We come across a number of opportunities to scrape or obtain data by alternative means, but we have worked hard to identify the original source of the data we work with, and always make sure we develop relationships with the API providers we are profiling and targeting as part of the Streamdata.io API Gallery. This extra effort will pay off down the road when it comes to empowering our customers to subscribe to the data and content streams we’ve identified. Streamdata.io customers will know that we’ve done our homework when it comes to the provenance of the data streams we are providing them and that they can count on the quality of the topical streams we are helping them discover.
One aspect of this data stream provenance we are working on is making sure there is a machine-readable record of this fact. It will take some work to achieve this goal, but we’d like to see a data provenance collection added to the APIs.json for each of the entities we are profiling. Adding to the machine-readable index for each set of APIs we are adding to the gallery, allowing provenance to be evaluated at run-time. While also allowing providers to avoid or filter out APIs and entities that have not provided the required background of what their source of data is. Something that will be critical to doing all of this at scale, and streaming not just a handful of APIs, but potentially hundreds, or thousands of APIs into data lakes.

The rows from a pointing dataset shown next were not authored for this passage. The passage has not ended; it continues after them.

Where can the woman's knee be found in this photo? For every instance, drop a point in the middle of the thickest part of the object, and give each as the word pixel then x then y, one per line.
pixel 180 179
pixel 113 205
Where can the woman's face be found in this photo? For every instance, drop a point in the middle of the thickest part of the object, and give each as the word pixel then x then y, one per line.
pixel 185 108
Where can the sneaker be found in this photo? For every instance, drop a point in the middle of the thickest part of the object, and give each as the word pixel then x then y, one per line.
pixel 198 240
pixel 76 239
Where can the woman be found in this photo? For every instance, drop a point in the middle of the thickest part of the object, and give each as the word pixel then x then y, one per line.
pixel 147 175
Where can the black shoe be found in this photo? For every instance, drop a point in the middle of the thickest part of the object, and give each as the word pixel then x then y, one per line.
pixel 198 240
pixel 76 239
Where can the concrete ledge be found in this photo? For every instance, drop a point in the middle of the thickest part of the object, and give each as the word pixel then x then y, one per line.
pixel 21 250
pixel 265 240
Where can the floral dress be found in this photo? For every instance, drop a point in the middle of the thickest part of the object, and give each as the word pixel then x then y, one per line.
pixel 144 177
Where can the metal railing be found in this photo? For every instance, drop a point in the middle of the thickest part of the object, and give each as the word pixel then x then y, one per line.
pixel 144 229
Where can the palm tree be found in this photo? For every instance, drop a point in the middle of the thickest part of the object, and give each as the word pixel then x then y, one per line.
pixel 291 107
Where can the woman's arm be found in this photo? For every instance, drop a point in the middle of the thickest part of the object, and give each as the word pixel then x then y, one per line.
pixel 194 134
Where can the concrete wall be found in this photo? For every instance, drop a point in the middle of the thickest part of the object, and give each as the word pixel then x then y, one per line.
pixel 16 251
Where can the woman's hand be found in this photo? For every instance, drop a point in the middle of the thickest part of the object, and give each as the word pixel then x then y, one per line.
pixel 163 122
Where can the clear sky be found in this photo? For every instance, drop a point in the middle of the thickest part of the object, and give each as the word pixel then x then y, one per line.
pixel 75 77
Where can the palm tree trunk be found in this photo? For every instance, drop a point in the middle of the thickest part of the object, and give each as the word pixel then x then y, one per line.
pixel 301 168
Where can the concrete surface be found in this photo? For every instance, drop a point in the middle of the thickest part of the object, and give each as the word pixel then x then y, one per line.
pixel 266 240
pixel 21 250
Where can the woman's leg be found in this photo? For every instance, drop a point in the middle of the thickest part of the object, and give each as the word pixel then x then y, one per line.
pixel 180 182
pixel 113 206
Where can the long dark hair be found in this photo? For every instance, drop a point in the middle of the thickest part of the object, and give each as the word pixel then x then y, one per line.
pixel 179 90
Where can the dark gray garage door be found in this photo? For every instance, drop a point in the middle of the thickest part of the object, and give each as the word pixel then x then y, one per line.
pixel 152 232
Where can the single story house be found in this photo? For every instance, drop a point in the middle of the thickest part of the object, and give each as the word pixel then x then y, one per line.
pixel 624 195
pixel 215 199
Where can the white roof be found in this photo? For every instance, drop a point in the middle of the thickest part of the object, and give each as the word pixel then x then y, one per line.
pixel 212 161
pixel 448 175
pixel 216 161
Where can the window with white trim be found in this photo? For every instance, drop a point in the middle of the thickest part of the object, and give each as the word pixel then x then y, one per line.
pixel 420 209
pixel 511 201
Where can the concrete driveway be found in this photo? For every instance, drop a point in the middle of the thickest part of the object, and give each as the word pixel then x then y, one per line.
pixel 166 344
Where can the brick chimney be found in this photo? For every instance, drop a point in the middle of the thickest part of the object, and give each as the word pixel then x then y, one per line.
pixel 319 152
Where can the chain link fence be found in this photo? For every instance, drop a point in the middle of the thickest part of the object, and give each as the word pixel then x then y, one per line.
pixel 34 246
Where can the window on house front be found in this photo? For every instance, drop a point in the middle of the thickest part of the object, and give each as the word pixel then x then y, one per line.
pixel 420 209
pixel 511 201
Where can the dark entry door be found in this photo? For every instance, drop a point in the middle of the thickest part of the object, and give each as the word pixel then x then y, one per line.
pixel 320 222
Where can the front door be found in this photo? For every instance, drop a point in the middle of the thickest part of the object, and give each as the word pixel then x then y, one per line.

While all of this might seem like a hassle now, it will only improve the quality and the value of data in the long run. The data stewards who can provide provenance on the data they are publishing with APIs will be able to establish trust with other API consumers, and API service providers like Streamdata.io. Data consumers will learn to stay away from subscribing to streams of data that do not have the required provenance and history that can be trusted. Only tapping into the highest quality data streams, while also ensuring they only receive the most relevant information by leveraging event-driven opportunities like Streamdata.io brings to the table. Something we think will help us stand out from the competition, in this new era of doing business on a GDPR regulated web.